1 Preliminaries
For a probability distribution \(\mathcal{D}\) over \(\mathbb {R}\), \(\mu (\mathcal{D}) := \mathbb {E}[\mathcal{D}]\) denotes its expectation (mean). When \(\mathcal{D}\) is clear from context we write \(\mu \). (Standard; recalled so later nodes may depend on it.)
For a probability distribution \(\mathcal{D}\) over \(\mathbb {R}\), \(\sigma ^2(\mathcal{D}) := \mathbb {E}\big[(\mathcal{D}-\mu (\mathcal{D}))^2\big]\) is its variance; written \(\sigma ^2\) when \(\mathcal{D}\) is understood.
For \(x \in \{ 0,1\} ^*\), the Hamming weight \(w(x) \in \mathbb {N}\) is the number of ones in \(x\).
For \(x \in \{ 0,1\} ^n\), \(b \in \{ 0,1\} \) and an index \(j \in [n]\), an insertion is the transformation \(x \mapsto x_1^j b\, x_{j+1}^n\) and a deletion is \(x \mapsto x_1^{j-1} x_{j+1}^n\) (Definition 2.8 of the paper). The edit distance between \(x,y \in \{ 0,1\} ^*\) is the minimum number of insertions and/or deletions needed to convert \(x\) into \(y\).
For a random variable \(X\) with finite variance and any \(c{\gt}0\), \(\mathbb {P}\big(|X-\mathbb {E}X| \ge c\big) \le \mathrm{Var}[X]/c^2\).

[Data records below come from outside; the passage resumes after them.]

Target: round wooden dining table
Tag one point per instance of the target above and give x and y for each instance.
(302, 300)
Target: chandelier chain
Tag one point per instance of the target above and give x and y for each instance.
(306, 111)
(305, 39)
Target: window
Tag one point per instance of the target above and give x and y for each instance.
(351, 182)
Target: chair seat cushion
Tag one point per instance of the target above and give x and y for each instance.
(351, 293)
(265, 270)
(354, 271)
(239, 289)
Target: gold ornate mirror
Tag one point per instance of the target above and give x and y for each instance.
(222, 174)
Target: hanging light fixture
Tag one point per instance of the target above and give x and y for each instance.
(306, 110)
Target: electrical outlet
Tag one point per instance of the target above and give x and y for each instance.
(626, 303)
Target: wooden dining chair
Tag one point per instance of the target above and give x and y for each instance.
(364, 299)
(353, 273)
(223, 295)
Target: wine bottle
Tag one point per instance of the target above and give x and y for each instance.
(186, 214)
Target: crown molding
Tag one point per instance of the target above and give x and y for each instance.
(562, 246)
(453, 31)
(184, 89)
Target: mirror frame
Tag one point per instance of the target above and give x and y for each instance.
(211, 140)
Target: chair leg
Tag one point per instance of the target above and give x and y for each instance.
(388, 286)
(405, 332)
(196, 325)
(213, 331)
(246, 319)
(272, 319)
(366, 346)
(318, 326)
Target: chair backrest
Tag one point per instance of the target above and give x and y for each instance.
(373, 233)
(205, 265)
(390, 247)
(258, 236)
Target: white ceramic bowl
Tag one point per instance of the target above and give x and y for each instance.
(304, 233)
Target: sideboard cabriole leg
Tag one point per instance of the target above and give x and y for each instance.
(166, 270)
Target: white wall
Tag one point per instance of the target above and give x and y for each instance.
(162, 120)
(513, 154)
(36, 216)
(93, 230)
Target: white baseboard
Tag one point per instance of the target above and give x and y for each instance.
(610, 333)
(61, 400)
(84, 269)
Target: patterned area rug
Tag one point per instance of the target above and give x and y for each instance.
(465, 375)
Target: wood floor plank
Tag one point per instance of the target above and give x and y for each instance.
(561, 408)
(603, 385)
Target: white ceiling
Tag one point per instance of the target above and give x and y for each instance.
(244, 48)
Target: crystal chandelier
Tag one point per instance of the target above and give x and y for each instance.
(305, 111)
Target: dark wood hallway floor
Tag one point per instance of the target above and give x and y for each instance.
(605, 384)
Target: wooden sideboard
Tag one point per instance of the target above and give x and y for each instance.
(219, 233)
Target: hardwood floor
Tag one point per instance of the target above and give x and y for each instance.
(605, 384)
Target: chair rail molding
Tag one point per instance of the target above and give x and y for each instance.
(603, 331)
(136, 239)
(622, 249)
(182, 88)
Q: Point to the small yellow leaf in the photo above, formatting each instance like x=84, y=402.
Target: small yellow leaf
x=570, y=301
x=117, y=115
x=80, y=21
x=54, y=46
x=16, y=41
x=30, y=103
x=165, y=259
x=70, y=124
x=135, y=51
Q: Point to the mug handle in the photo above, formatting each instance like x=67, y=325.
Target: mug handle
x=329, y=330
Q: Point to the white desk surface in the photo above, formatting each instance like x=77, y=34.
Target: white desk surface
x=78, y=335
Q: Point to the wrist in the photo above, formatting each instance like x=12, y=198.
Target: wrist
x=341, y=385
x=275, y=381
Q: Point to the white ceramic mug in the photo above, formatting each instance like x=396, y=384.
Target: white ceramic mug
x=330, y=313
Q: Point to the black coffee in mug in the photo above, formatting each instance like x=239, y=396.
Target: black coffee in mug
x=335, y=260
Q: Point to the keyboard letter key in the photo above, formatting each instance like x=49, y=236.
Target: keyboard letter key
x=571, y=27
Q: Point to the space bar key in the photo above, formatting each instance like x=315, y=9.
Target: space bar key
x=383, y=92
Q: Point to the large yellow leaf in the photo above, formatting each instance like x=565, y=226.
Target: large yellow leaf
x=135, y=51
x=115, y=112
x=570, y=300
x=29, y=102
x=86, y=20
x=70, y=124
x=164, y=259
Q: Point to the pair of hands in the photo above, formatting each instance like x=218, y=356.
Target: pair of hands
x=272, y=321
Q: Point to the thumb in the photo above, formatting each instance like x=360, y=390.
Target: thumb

For events \(A_1,\dots ,A_t\), \(\mathbb {P}\big(\bigcup _i A_i\big) \le \sum _i \mathbb {P}(A_i)\).
\(\mathrm{Binomial}(t,p)\) is the distribution of the number of successes in \(t\) independent trials each succeeding with probability \(p\).
Let \(Z \sim \mathrm{Binomial}(t,p)\). For any \(a {\gt} p\, t\) there is a constant \(c{\gt}0\) with \(\mathbb {P}(Z \ge a) \le e^{-c\, t}\); in particular, a \(\mathrm{Binomial}(t,p)\) exceeds \(\tfrac {a}{t}\cdot t\) for \(a/t {\gt} p\) only with probability \(e^{-\Omega (t)}\).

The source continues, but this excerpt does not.